Three days after pouring cold water on Liverpool’s title celebrations with a 4-0 win at the Etihad, it was City’s turn to leave with red faces.
Despite a ferocious second-half bombardment, Adams’ stunning first-half strike over a backpedalling Ederson, after Oleksandr Zinchenko’s mistake, separated the sides at the final whistle.
Alex McCarthy was superb in the Saints goal with a string of brilliant stops.
BE realistic, demand the impossible, Che Guevara once said.
At St Mary’s last night a man named in his honour answered the calls of Southampton fans to do precisely that.
Three days after Manchester City had thrashed Liverpool – the Champions of England, Europe and the World – so emphatically, they arrived at the team with the worst home record in the Premier League.
A ground where Leicester had scored nine earlier in the season.This time there would be just one unlikely name on the score sheet – that of Che Adams.
Southampton’s best chance was felt to lie in the boots of Danny Ings, whose recent goalscoring form had kept him within three of Jamie Vardy at the top of the Golden Boot charts.
As it was, the early damage was done not by a striker who has been scoring like Vardy but instead one who is establishing a very similar career path.
Adams’ arrival in league football came only after spells at Oadby Town and Ilkeston – the same nonleague grounding the Leicester and England striker enjoyed.
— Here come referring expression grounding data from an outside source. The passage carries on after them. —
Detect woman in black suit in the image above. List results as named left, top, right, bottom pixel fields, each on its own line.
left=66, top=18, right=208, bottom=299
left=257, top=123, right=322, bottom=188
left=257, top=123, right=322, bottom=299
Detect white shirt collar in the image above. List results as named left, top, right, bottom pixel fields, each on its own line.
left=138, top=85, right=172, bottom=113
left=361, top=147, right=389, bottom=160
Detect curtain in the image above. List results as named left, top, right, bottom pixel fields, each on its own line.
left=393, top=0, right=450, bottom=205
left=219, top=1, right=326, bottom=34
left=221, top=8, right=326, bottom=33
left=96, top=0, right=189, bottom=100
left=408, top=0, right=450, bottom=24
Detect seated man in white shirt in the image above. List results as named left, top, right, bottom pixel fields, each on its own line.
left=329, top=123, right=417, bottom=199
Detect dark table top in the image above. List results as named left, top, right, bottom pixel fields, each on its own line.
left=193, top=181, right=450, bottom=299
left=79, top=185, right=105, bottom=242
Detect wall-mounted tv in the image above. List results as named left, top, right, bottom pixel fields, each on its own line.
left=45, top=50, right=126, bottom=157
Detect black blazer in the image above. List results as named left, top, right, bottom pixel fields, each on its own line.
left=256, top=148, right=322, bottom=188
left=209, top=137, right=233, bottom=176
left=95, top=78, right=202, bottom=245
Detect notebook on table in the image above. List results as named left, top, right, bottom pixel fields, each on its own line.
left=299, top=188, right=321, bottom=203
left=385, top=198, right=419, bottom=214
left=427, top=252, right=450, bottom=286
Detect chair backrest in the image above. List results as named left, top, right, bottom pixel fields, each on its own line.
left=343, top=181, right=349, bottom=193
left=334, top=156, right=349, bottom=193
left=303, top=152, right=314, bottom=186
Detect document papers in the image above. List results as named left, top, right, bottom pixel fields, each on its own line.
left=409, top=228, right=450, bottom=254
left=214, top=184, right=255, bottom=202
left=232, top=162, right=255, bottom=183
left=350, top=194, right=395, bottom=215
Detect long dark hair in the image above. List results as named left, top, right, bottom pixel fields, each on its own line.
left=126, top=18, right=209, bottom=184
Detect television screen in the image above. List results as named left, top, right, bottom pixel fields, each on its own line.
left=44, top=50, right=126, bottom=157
Signed by Southampton for £16million last summer, he had struggled to settle in the top flight. However, he finished his first goal for 456 days as easy as 1-2-3 – a calamitously poor pass from Oleksandr Zinchenko was swung nonchalantly into the empty net by Adams from 35 yards – exposing the fatal flaw in having a sweeper-keeper in Ederson who plays so high up the pitch. Then Joao Cancelo’s low drive for the far corner for City actually picked out Gabriel Jesus but the out-of-sorts striker could only deflect the ball yards over the bar with the goal completely open for him.
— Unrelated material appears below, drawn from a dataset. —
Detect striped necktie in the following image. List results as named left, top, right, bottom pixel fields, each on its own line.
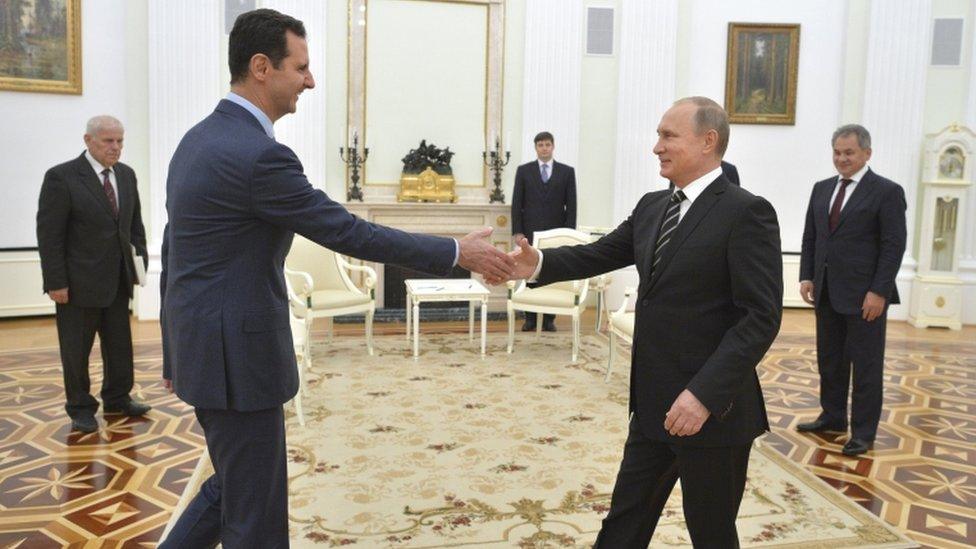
left=651, top=190, right=687, bottom=276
Ings, of all people, cleared off the line when Raheem Sterling’s dangerous cross just needed any sort of City toe on it and on the half-hour Fernandinho struck the foot of the post as inspired Southampton keeper Alex McCarthy kept out the follow-up from David Silva.
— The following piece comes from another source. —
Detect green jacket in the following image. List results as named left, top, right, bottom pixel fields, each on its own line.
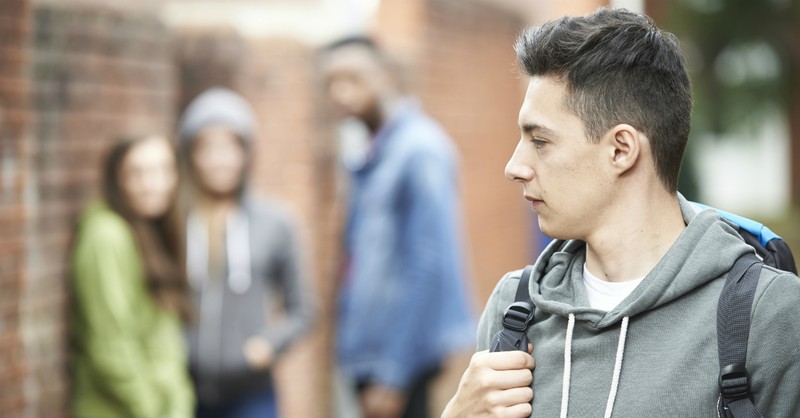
left=70, top=203, right=193, bottom=418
The second half continued in similar vein with City lacking the killer touch to drag themselves level. When
Silva ghosted through the defence in the 54th minute, again it was the Southampton goalkeeper’s giant paw of a glove which smothered his shot when really the City captain should have scored.
Inevitably, some of the six changes City manager Pep Guardiola, left, had made from the Liverpool game began to filter down from the St Mary’s Stadium stands to the touchline to be thrown into the fray.
Kevin de Bruyne and Phil Foden were the first to come on, just before the hour, as City continued to push for an equaliser.
Adams, having run his legs off, was replaced by Shane Long to warm applause from his team-mates moments later, but that was not a sign the home side had given up their attacking pretentions completely. As it was, Southampton’s No17 came close to scoring than the City version, de Bruyne.
Stuart Armstrong twice had efforts saved by Ederson as Southampton gamely looked to hit their visitors on the counter rather than just sitting back like red-andwhite traffic cones for the most expensive team in the world to play around.
Seeing Guardiola dash to grab a spare ball to keep play moving showed that this was anything but a meaningless fixture to him.
And with a terrestrial BBC audience more used to the soporific gentility of Antiques Roadshow for entertainment on a Sunday night, it was another reminder in these strange times of just what a remarkable competition the Premier League could be.